Lebaran : Momen Mencairkan Suhu Politik

Tensi politik yang terus meninggi selama beberapa bulan terakhir terkait Pemilihan Umum Legislatif dan Pilkada serentak 2017, seharusnya mencair ketika masyarakat Indonesia menyambut hari raya Idul Fitri 1 Syawal 1438 Hijriah. Masyarakat, dengan tingkat pluralis yang tinggi, menikmati penerimaan dan kebahagiaan antar manusia, -yang seharusnya- tanpa memandang kelas sosial, pendapat, dan juga ambisi kehidupan masing-masing individu.

Meskipun dalam politik, kekuasaan dinilai tak pernah lepas dalam alur pembicaraan, dan kekuasaan juga tak pernah luntur dari benak para politisi. Momentum Idul Fitri 1438 H yang datang di tengah panasnya gejolak politik Pilkada serentak 2017, menimbulkan warna tersendiri bagi aktor politik, sekaligus masyarakat penikmat tontonan panggung politik itu. Lebaran memang salah satu waktu yang baik untuk bersilaturahmi. Tidak hanya baik tapi juga sungguh indah dipandang mata dan menyejukkan hati. Apalagi sebelumnya kita melaksanakan puasa sebulan penuh dan ibadah lainnya di bulan Ramadhan. Hati yang fitrah menyebabkan silaturahim menjadi semakin indah.

Sekretaris Jenderal DPP PAN Eddy Soeparno, pada suatu kesempatan mengatakan lebaran kali ini juga bermakna sebagai momen paling tepat untuk menyambung kembali tali batin yang sempat renggang karena “perlombaan” menuju puncak kekuasaan daerah-daerah melalui Pilkada serentak 2017. Berangkat dari itu, saling memaafkan saat Idul Fitri adalah keniscayaan sebagai manusia yang tidak luput dari berbagai kesalahan. Kita harus melihat ke depan tanpa melupakan masa lalu.
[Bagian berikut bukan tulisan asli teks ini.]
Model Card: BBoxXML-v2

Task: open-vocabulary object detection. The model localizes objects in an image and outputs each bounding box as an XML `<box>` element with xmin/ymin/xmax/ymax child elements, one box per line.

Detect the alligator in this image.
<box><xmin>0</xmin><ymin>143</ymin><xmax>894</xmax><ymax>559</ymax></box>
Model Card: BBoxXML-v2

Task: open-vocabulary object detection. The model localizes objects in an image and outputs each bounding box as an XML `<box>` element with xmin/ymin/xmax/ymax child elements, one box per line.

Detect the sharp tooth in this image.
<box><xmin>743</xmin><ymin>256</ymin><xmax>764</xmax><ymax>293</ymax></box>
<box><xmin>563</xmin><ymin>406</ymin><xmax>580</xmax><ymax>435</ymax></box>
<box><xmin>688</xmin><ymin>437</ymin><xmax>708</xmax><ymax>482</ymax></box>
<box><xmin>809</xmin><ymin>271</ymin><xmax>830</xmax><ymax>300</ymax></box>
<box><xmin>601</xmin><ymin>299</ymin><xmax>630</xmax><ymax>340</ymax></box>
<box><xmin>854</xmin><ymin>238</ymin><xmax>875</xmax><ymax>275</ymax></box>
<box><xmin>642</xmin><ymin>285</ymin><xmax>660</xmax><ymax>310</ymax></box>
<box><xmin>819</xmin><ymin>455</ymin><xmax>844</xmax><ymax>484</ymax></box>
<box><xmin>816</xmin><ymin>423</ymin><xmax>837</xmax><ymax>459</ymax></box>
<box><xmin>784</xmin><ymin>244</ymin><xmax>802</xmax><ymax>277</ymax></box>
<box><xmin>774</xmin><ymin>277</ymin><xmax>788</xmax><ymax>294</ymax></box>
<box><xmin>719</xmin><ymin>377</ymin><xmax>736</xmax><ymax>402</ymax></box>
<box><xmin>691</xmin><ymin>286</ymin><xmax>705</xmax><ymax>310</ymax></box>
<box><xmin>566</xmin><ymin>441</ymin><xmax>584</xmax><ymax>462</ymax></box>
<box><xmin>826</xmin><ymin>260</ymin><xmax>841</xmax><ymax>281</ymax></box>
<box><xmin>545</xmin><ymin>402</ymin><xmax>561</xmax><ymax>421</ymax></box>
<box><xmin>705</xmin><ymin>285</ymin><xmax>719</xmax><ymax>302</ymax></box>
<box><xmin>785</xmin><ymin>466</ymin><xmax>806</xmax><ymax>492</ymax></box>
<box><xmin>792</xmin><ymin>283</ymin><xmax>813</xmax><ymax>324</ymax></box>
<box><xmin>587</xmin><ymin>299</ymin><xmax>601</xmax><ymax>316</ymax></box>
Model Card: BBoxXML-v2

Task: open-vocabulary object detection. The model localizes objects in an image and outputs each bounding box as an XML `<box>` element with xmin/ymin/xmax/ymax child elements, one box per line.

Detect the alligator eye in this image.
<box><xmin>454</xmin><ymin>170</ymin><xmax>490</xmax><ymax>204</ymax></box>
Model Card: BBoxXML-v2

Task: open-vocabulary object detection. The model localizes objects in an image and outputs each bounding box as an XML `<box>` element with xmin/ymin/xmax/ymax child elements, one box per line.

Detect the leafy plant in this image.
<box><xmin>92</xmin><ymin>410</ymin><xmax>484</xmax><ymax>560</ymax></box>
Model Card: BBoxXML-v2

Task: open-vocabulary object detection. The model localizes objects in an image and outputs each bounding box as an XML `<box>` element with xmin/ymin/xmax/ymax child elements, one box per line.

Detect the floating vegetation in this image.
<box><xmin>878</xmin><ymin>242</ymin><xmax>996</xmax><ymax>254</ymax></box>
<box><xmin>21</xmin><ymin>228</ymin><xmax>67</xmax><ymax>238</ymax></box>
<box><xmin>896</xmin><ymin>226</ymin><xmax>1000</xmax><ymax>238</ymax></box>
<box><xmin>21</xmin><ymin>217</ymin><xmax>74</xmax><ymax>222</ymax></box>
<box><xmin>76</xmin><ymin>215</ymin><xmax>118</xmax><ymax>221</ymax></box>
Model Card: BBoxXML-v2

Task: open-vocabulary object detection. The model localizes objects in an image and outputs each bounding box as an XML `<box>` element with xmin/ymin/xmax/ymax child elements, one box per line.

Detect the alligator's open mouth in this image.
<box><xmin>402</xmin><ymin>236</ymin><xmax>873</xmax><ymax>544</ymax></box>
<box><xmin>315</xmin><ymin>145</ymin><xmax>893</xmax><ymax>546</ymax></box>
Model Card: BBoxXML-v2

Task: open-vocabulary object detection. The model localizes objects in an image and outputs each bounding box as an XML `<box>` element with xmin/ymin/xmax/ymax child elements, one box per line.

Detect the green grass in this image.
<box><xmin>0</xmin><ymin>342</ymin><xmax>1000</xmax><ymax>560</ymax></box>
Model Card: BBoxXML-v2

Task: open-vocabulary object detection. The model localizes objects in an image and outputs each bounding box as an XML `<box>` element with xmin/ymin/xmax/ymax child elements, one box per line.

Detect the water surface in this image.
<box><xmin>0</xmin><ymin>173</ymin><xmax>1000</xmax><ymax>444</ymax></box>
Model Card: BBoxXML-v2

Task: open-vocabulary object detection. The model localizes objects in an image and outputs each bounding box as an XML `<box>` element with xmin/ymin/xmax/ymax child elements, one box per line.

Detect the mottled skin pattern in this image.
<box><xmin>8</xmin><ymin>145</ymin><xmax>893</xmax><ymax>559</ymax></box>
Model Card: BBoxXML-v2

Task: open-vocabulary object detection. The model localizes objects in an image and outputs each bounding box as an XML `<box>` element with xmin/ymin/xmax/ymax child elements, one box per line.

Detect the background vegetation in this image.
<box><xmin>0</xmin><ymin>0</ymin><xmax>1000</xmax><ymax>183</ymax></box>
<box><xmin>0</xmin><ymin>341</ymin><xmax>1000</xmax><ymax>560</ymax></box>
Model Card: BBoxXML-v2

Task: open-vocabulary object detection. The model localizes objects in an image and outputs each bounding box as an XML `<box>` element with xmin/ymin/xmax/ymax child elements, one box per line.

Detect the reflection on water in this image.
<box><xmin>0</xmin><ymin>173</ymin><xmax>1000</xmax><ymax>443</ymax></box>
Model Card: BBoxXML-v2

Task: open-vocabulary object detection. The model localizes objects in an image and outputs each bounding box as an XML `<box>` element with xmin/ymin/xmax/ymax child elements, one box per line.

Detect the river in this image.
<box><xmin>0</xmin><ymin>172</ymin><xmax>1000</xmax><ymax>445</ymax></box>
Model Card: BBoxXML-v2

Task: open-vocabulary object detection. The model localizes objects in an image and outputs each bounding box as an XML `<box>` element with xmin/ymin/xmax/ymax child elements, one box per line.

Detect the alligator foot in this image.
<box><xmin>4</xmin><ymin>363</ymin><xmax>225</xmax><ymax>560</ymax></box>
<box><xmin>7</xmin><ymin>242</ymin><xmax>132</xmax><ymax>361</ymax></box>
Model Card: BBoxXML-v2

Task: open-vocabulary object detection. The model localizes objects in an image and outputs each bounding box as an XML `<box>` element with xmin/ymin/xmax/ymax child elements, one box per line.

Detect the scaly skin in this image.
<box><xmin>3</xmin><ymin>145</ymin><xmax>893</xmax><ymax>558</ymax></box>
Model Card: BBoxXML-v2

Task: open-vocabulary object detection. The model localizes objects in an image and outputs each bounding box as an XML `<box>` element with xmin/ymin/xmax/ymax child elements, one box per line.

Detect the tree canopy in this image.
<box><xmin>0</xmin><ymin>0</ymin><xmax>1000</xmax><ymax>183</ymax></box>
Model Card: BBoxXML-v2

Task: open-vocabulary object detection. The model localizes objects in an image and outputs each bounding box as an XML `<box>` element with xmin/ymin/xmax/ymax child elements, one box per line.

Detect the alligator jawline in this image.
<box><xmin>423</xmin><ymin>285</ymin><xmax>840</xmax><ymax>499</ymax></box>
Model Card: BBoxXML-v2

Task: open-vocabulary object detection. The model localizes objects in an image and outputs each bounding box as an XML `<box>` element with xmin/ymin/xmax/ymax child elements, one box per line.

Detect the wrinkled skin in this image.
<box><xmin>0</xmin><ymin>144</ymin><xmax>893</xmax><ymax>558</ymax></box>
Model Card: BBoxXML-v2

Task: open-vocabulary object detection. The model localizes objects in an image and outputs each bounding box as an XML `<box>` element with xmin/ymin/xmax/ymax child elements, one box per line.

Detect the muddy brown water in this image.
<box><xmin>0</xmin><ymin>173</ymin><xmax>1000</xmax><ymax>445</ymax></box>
Menurut Eddy, silaturahim bisa ditransformasikan untuk merajut kembali nilai-nilai persaudaraan kerukunan, bisa menjadi wahana rekonsiliasi pemimpin politik di Indonesia karena perjalanan pilkada serentak kemarin, terutama pilkada Jakarta cukup keras persaingannya.

Momentum lebaran yang datang setahun sekali, sepertinya ingin dimanfaatkan para aktor politik untuk menjernihkan pikiran dan melepas penat yang datang selama pilkada serentak berlangsung. Open house yang digelar para politisi merayakan Idul Fitri membawa dampak positif di tengah terbelahnya warga pada dua kubu selama masa kampanye pilkada serentak 2017.

Modal kebersamaan yang telah kita miliki ke depan harus dijaga. Kebersamaaan itu seperti yang dicontohkan masyarakat terbaik yang dibangun oleh Rasulullah SAW, dan para sahabat yakni masyarakat madani yang ada di Kota Madinah. Eddy menjelaskan bahwa modal kebersamaan harus ditempatkan di atas segala-galanya, menempatkan bersama di atas kepentingan individu. Ke depan tidak ada lagi perbedaan. Ada saatnya bertanding, bersanding, dan berkompetisi.

Memulihkan hubungan persatuan dan kesatuan bangsa pada keadaan semula sangatlah diperlukan apalagi dalam momen Idul Fitri di mana seharusnya umat saling memaafkan. Eddy berpesan, mari kita jadikan momentum Idul Fitri untuk saling memaafkan dan memperkuat hubungan silaturahim dan persaudaraan untuk memperkokoh persatuan dan kesatuan.